Although authorities have now expanded the MCO to cover the entire country except for Sarawak, not all are convinced the current iteration of the move would bring about the results needed to give Malaysia’s healthcare time to recover.

Unlike March 2020 when the MCO had sent the country into an eerie stillness, states under the supposed lock-down have continued to bustle with activity this year, courtesy of relaxations that have allowed an eclectic range of businesses to keep operating physically.

Today, schools will also reopen albeit only for senior students preparing for key national examinations that were delayed from last year.

Time was also running out for the MCO, which Dr Noor Hisham previously assured the country would not go beyond a maximum of four weeks even if the first extension now appeared inevitable.

Some, such as former prime minister Datuk Seri Najib Razak, have been critical of the government’s decision to allow manufacturers to operate under the MCO, noting the incongruity between letting the sector responsible for most of Malaysia’s Covid-19 cases stay open and wanting to rein in Covid-19 case growth.

Malaysia has already squandered the chance to curb the third wave by not enforcing travel curbs in October, Najib said when warning that the country could not afford to pretend that it still had the Covid-19 situation under control.

Citing Singapore’s explosion of Covid-19 cases last year when the republic overlooked its migrant worker population, the ex-PM said Malaysia could still take steps to avoid going through the same situation as its southern neighbour.
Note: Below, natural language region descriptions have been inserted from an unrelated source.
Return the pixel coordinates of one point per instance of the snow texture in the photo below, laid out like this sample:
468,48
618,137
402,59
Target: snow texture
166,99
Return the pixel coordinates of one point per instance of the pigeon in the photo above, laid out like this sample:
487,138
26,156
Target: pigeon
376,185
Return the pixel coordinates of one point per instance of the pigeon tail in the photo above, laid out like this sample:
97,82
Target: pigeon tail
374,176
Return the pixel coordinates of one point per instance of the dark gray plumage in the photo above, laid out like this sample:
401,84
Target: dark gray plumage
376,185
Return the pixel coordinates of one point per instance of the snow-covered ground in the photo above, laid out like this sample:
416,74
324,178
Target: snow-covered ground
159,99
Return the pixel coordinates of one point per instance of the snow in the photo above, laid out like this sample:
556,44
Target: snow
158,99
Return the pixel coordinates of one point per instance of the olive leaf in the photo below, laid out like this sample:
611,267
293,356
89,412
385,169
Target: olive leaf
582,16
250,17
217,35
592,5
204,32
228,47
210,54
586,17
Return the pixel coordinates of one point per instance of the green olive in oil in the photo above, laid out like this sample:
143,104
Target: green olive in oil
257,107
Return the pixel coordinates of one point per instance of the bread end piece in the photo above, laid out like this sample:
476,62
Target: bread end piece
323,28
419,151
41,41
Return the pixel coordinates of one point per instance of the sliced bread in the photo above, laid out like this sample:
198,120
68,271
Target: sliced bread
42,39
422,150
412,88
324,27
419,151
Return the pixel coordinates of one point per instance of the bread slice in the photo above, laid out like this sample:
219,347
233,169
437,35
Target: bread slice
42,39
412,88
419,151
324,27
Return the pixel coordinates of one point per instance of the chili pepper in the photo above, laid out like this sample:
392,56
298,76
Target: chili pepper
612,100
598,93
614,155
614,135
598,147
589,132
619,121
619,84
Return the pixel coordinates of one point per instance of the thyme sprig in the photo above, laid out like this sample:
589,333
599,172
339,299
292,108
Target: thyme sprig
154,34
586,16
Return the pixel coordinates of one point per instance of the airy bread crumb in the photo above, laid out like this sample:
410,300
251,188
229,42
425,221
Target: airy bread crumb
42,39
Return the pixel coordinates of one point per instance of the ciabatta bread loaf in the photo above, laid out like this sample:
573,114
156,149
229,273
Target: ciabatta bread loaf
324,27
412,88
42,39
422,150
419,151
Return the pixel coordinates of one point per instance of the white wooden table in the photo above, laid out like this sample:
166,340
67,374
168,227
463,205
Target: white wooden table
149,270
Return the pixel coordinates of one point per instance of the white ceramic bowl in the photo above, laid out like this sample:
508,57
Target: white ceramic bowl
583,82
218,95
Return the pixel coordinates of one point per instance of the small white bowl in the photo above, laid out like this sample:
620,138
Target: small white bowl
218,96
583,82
“We must learn from mistakes and take advantage of the lesson that stricter action is necessary early on to prevent the damage from becoming worse and prolonged,” he said.

Runaway Covid-19 case growth has already pushed Malaysia into allowing asymptomatic and mildly symptomatic patients stay at home as active cases exceeded hospital and quarantine centre capacity.

While it took from February to September 2020 for Malaysia to register its first 10,000 Covid-19 cases, the country added that and more in the last four days alone.